Suasana mencekam juga terasa hingga sekitar bandara internasional Rio de Janeiro. Menurut laporan AFP, suara baku tembak terdengar sepanjang hari, disertai kepulan asap dari beberapa titik kebakaran. Warga memilih bersembunyi di dalam rumah, sementara toko-toko tutup untuk menghindari risiko peluru nyasar.

Kepolisian menuding kelompok Comando Vermelho (Komando Merah) sebagai target utama operasi, kelompok yang disebut sebagai salah satu sindikat narkoba terbesar di Brasil.

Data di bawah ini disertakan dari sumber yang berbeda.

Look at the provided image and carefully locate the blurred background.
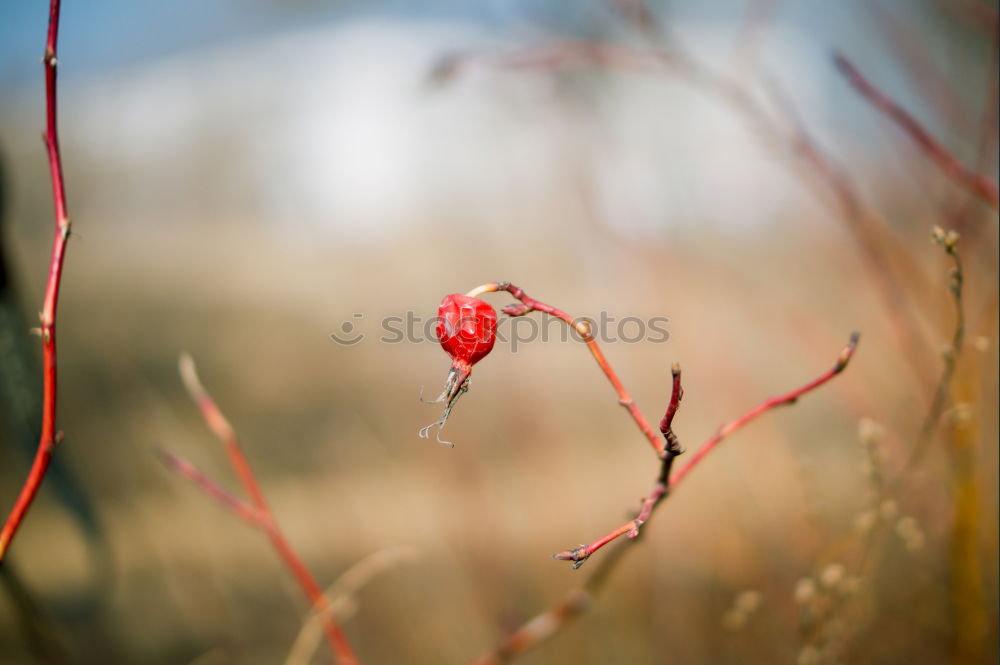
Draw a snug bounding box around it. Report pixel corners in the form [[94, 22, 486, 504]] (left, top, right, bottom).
[[0, 1, 997, 664]]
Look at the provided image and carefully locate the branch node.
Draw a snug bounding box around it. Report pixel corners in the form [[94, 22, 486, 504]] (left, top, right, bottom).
[[552, 545, 590, 569]]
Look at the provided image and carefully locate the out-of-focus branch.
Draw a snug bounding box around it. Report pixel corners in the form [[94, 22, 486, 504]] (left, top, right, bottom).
[[834, 52, 999, 210], [759, 75, 938, 392], [937, 0, 999, 35], [163, 355, 360, 665], [466, 281, 664, 457], [471, 334, 859, 661], [469, 539, 631, 665], [157, 449, 264, 527], [729, 0, 783, 71], [178, 354, 269, 511], [671, 332, 860, 485], [903, 228, 965, 472], [0, 0, 73, 562], [435, 40, 934, 392], [556, 333, 859, 568], [284, 546, 418, 665]]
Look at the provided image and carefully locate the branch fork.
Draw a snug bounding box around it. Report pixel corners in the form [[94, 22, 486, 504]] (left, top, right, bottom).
[[162, 354, 360, 665]]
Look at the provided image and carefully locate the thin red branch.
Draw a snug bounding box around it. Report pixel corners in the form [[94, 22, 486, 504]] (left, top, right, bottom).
[[178, 354, 269, 511], [834, 52, 999, 210], [0, 0, 73, 562], [474, 334, 859, 661], [158, 449, 265, 526], [470, 539, 630, 665], [554, 333, 859, 567], [553, 363, 682, 567], [468, 282, 663, 457], [166, 355, 360, 665], [671, 331, 860, 486]]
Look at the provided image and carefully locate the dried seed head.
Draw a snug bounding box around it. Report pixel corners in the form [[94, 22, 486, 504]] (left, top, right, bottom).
[[794, 577, 816, 603], [857, 417, 883, 446], [735, 589, 762, 614], [896, 516, 925, 552], [820, 563, 845, 589], [854, 510, 876, 533]]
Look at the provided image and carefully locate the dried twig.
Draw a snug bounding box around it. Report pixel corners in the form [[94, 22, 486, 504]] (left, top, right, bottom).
[[555, 333, 860, 568], [904, 228, 966, 472], [283, 546, 418, 665], [466, 281, 663, 457], [471, 334, 859, 661], [553, 363, 684, 568], [0, 0, 73, 561], [834, 52, 999, 210], [163, 354, 360, 665], [470, 538, 630, 665]]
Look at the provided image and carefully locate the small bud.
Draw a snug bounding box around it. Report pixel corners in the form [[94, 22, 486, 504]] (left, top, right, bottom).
[[950, 403, 973, 424], [854, 510, 876, 532], [735, 589, 762, 614], [820, 563, 845, 589], [794, 577, 816, 603], [896, 516, 925, 552], [879, 499, 898, 520], [857, 417, 883, 446]]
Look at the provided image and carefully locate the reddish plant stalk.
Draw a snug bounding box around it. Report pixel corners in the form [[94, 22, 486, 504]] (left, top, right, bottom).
[[472, 334, 859, 663], [470, 540, 628, 665], [671, 331, 859, 485], [158, 449, 264, 526], [0, 0, 72, 562], [467, 282, 663, 457], [554, 363, 683, 568], [166, 355, 360, 665], [834, 52, 999, 210], [555, 333, 859, 566]]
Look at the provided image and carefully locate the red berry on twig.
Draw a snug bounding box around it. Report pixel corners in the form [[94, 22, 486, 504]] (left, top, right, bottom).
[[420, 293, 498, 446], [436, 293, 498, 370]]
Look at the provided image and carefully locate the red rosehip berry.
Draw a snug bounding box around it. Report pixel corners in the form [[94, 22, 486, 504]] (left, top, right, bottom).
[[435, 293, 498, 372], [420, 293, 498, 446]]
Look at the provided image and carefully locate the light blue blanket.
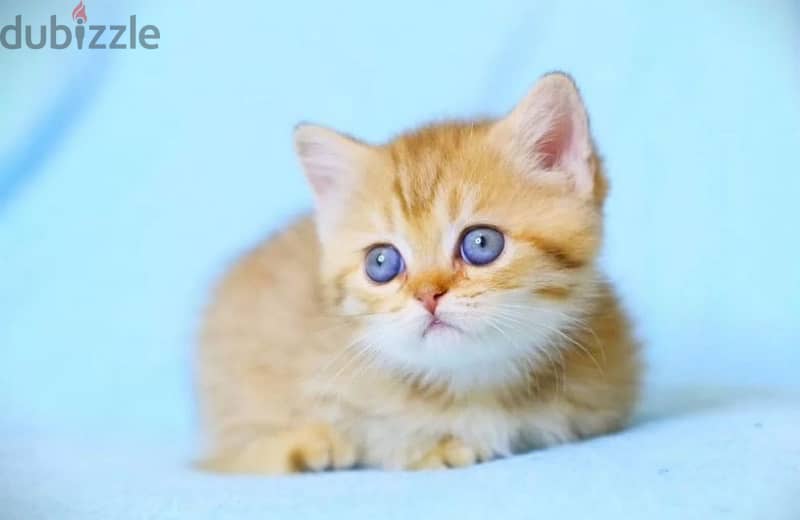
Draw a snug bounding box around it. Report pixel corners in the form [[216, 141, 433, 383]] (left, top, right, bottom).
[[1, 1, 798, 518]]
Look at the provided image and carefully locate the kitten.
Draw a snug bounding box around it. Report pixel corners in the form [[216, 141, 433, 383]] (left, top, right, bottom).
[[196, 73, 641, 473]]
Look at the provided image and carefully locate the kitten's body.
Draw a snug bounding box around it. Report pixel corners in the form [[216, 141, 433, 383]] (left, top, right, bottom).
[[197, 75, 640, 473]]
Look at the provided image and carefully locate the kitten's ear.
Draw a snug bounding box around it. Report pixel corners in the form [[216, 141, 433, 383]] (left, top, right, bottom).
[[490, 73, 597, 198], [294, 124, 372, 233]]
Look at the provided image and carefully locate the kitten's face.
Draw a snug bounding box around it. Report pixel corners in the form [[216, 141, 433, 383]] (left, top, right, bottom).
[[296, 74, 606, 388]]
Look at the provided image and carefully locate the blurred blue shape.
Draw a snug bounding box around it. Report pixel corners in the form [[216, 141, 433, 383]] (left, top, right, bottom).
[[0, 55, 108, 206]]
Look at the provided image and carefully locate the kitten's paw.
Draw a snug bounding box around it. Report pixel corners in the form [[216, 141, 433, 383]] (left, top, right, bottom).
[[201, 424, 356, 474], [281, 424, 357, 472], [407, 436, 480, 470]]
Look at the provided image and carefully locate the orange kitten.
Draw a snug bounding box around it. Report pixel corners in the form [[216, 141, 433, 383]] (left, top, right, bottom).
[[196, 73, 641, 473]]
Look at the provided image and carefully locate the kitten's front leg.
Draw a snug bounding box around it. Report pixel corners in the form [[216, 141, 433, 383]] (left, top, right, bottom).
[[200, 424, 357, 474], [405, 436, 486, 470]]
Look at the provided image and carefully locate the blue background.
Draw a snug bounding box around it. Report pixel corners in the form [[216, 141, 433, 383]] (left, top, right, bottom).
[[1, 1, 799, 518]]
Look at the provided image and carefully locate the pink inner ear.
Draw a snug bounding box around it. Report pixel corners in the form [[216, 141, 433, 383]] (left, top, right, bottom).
[[294, 132, 350, 201], [533, 113, 574, 170], [307, 170, 335, 197]]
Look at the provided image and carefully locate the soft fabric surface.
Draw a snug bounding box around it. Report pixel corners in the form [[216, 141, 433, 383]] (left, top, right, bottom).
[[1, 1, 799, 518], [2, 394, 799, 519]]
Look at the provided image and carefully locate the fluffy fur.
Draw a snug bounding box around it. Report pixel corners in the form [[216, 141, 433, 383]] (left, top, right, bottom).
[[196, 73, 640, 473]]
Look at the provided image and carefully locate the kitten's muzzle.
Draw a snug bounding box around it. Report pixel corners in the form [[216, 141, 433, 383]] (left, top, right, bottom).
[[415, 287, 448, 315]]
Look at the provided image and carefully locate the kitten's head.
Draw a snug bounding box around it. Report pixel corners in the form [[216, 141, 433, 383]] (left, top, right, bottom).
[[295, 73, 607, 390]]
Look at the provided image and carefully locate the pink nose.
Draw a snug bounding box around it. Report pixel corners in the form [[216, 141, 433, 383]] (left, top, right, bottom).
[[416, 289, 447, 314]]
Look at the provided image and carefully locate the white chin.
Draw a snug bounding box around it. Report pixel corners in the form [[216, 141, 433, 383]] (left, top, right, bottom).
[[370, 323, 535, 391]]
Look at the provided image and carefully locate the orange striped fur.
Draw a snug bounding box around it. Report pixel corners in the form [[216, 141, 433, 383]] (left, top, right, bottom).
[[196, 73, 640, 473]]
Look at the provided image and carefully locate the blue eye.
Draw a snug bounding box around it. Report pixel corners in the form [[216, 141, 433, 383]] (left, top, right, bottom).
[[365, 244, 404, 283], [460, 227, 504, 266]]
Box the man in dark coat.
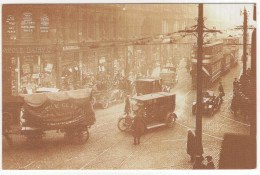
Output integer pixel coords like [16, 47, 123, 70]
[124, 95, 131, 115]
[132, 108, 146, 145]
[218, 81, 225, 101]
[187, 130, 196, 162]
[205, 156, 215, 169]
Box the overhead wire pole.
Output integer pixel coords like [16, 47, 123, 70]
[178, 4, 221, 156]
[243, 8, 248, 75]
[196, 3, 204, 156]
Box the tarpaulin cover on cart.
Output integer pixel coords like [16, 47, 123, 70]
[20, 88, 95, 128]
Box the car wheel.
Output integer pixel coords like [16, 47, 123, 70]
[117, 118, 131, 132]
[165, 113, 174, 128]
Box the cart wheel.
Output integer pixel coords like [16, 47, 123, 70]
[26, 132, 43, 145]
[3, 112, 13, 127]
[74, 129, 89, 145]
[165, 113, 175, 128]
[102, 97, 109, 109]
[117, 118, 131, 132]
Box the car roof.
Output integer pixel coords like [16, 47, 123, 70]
[132, 92, 175, 101]
[36, 88, 60, 92]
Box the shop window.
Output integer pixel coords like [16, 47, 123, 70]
[5, 15, 17, 40]
[20, 12, 36, 39]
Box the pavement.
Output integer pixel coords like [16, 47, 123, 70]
[2, 57, 250, 170]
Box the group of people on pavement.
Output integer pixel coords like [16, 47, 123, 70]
[187, 130, 215, 169]
[231, 68, 252, 119]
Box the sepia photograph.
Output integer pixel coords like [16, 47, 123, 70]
[1, 0, 258, 173]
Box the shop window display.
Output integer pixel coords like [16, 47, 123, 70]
[20, 55, 56, 94]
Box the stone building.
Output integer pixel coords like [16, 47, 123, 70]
[2, 4, 197, 96]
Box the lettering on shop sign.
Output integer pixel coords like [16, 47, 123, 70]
[3, 46, 54, 54]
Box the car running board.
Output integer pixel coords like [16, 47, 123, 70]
[147, 123, 167, 129]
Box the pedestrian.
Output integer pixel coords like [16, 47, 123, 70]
[132, 106, 146, 145]
[187, 130, 196, 162]
[124, 95, 131, 115]
[193, 155, 206, 169]
[233, 78, 239, 92]
[231, 94, 239, 117]
[205, 156, 215, 169]
[218, 81, 225, 101]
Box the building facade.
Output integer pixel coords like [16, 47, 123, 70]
[2, 4, 197, 96]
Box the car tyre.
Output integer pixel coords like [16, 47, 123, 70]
[118, 118, 131, 132]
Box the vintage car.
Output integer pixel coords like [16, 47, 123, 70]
[160, 66, 178, 90]
[192, 90, 222, 116]
[135, 78, 163, 96]
[117, 92, 178, 132]
[18, 88, 96, 144]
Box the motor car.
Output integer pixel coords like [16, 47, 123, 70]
[192, 90, 222, 116]
[117, 92, 178, 131]
[160, 66, 178, 91]
[135, 78, 162, 96]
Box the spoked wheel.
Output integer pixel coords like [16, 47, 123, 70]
[26, 132, 43, 146]
[74, 129, 89, 145]
[3, 112, 13, 128]
[165, 112, 177, 128]
[117, 118, 131, 132]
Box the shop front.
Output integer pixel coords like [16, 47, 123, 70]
[3, 44, 57, 95]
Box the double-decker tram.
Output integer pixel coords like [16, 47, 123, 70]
[191, 41, 224, 89]
[191, 35, 240, 89]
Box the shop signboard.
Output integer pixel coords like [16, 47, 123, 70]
[3, 45, 55, 54]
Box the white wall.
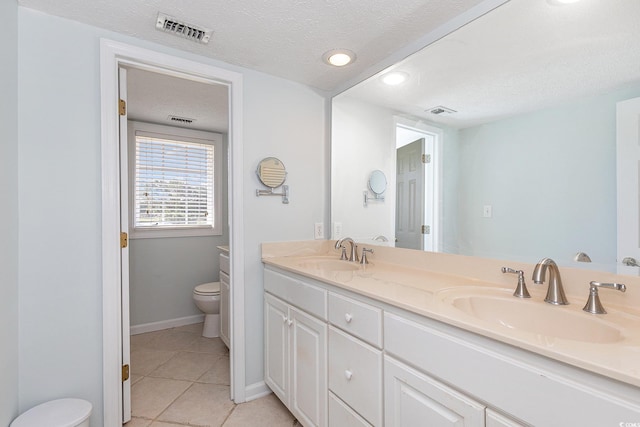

“Polisi menyita setidaknya 42 senapan beserta sejumlah besar narkoba. Sekitar 81 orang ditangkap,” ujar Gubernur Negara Bagian Rio de Janeiro, Claudio Castro, yang memuji keberanian aparat dalam operasi tersebut.

Namun, di sisi lain, gelombang kritik bermunculan. Banyak pihak menilai operasi ini memperburuk penderitaan warga sipil di kawasan miskin. Anggota Kongres Henrique Vieira, yang juga seorang pendeta evangelis, menuding pemerintah memperlakukan warga favela layaknya musuh negara.

“Pemerintah negara bagian memperlakukan favela sebagai wilayah musuh, dengan izin untuk menembak dan membunuh,” tulisnya di X.

Komisi Hak Asasi Manusia Majelis Legislatif Negara Bagian Rio juga mengecam tindakan tersebut. “Komisi Hak Asasi Manusia dari Majelis Legislatif Negara Bagian Rio akan menuntut penjelasan tentang keadaan tindakan tersebut, yang sekali lagi telah mengubah favela Rio menjadi medan perang dan barbarisme,” ujar Anggota Kongres Dani Monteiro.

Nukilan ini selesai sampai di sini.